1
The price of oil started this week with another decline. On Tuesday, WTI crude hit a low of $65 before bouncing to $69 by this morning. Demand for physical remains strong due to low inventories but demand from financial players (mainly hedge funds) has never been lower than it is now. Goldman Sachs says that “oil financial demand dropped to its new all-time low, and has plummeted by a massive average 7 million barrels per day over the past two months.” The chart shows HEDGE FUNDS’ ULTRA BEARISH STANCE ON OIL with record low net-long positions in Brent and WTI. At the extremes, this measure can be used as a contra indicator. The price of oil rebounded quickly from its lows near $25 in 2016 and 2020. The main question for oil is demand from China and the US. China demand projections are coming down, while US demand is stable and could in fact accelerate. On the supply side, it is worth noting that OPEC+ is not reacting to the decline so far and that the US is now producing 50% more oil than Saudi Arabia.
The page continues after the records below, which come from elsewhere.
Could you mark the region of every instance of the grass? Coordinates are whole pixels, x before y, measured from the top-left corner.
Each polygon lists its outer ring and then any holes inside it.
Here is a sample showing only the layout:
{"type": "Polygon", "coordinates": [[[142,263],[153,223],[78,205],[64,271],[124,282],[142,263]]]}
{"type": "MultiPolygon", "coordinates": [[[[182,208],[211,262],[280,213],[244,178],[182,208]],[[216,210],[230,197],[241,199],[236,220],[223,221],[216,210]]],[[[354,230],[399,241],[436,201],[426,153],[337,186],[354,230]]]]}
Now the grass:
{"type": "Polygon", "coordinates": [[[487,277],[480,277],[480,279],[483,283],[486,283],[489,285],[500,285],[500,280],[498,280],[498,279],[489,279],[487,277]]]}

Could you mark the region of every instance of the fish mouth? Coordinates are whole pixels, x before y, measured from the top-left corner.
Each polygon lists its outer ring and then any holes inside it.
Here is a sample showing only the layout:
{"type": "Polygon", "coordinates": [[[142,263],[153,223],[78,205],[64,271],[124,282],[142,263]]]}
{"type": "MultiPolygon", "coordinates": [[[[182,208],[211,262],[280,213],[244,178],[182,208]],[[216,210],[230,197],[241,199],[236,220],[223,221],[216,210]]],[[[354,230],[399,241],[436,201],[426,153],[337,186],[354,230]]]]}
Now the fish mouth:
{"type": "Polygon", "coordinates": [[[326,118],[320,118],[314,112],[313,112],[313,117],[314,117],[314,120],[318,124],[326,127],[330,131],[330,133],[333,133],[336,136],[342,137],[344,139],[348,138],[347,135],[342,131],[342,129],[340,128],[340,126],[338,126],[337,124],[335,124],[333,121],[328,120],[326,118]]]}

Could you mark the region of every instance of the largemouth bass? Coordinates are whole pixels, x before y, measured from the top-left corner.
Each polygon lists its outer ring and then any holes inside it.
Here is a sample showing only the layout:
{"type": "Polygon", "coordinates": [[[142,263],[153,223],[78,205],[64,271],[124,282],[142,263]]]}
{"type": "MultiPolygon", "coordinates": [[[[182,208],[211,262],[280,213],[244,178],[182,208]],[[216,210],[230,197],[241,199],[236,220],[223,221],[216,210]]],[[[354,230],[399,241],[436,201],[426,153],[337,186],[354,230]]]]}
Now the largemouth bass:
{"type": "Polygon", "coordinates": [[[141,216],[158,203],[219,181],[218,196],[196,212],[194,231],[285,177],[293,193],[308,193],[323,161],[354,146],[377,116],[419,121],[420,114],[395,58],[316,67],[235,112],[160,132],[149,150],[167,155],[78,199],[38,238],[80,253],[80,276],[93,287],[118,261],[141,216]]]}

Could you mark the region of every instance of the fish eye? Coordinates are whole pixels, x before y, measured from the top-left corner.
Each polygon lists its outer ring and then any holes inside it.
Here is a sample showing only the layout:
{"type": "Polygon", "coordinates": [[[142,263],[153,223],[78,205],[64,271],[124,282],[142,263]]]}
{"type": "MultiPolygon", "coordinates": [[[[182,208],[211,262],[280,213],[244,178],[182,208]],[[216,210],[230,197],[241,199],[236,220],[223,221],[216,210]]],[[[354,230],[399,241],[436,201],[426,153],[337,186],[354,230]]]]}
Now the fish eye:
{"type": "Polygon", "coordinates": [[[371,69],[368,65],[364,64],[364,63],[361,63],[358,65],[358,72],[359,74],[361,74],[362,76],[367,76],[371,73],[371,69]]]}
🚨 Impacted by this: Price of oil and other energy commodities, hedge fund returns, XLE, XOP, OIH, inflation, oil inventories.
2
One interpretation of AEI’s widely-known chart on inflation (compiled by Mark J. Perry) is that inflation tends to be higher in every sector 1) where the government is heavily involved and 2) that cannot be outsourced to a low-cost country. Both of these conditions are true in health insurance (chart) and health services. Since 1999, HEALTH INSURANCE INFLATION has outpaced overall inflation by a factor of four to one (chart). The stocks of Cigna and United Healthcare are near their all-time highs. Their profit margins are steady but reasonable, which suggests that the inflationary component does not start with their pricing of premiums but with the underlying health services that they cover. What are possible solutions? Lower-cost services or substitution through drugs (for example Ozempic), greater pricing transparency at hospitals and clinics, higher deductibles for all-you-can-eat health plans etc.
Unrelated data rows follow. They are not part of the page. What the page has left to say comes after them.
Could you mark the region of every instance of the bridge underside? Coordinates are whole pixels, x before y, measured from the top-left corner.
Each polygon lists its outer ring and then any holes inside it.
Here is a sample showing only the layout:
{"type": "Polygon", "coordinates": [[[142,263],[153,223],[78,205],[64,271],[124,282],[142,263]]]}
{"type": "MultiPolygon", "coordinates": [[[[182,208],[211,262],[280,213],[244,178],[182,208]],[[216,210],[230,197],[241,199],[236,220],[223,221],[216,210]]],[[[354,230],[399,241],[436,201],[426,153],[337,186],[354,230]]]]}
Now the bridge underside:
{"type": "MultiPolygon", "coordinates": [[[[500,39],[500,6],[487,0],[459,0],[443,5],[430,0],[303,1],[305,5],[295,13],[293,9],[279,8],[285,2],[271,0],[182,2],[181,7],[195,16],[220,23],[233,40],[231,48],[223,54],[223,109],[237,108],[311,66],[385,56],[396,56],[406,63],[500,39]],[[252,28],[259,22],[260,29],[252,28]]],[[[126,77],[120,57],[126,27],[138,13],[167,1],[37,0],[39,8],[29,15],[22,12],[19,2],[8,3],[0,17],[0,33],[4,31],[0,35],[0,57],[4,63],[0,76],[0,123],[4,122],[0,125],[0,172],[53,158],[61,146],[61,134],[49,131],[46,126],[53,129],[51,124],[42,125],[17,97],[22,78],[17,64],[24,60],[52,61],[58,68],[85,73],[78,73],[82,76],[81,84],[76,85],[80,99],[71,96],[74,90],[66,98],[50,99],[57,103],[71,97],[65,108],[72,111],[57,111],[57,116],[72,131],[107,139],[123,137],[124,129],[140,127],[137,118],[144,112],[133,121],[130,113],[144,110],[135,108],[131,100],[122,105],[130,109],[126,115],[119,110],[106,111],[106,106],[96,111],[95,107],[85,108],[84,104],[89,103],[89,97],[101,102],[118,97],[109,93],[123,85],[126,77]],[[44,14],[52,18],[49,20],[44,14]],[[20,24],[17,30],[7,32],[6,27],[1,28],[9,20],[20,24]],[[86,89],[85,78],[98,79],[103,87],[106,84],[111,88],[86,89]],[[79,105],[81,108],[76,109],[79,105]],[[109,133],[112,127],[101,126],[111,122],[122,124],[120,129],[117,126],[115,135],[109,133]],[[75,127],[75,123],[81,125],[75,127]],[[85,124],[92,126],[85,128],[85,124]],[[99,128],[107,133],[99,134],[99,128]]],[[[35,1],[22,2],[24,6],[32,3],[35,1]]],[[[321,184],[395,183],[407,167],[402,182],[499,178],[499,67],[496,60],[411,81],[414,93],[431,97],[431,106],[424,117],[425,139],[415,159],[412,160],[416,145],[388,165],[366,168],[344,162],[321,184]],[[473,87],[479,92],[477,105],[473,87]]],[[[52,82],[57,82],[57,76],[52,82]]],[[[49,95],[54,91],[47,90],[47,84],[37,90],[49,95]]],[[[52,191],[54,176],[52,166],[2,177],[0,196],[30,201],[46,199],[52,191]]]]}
🚨 Impacted by this: Health inflation, overall inflation, government involvement in health services, Medicare, Medicaid, XLV, IHI
3
If you bought a stock index, say the S&P 500, every day at the market open and sold it at the close, and did the same every day since the year 1993, you ended up losing money. The reason is that the index gaps up or down at the open, to reflect news and events that took place when the market was closed. But if instead you did the opposite and bought when the market closed (by buying after-hours index futures) and then sold at the market open in the morning, you did very well. This is what this chart purports to show: THE BIGGEST MOVES UPWARD IN THE EQUITY MARKET TAKE PLACE DURING NON-MARKET HOURS. No doubt some hedge fund will test this theory, going long after-hours and short during market hours. The explanation for this discrepancy is two-fold: 1) most economic data and quarterly earnings are released when the market is closed, 2) foreign events impact equities while the market is closed. We explained in TCTW - 1/12/2024 that the highest number of people awake globally is at 7am EST and the highest number asleep is at 4pm.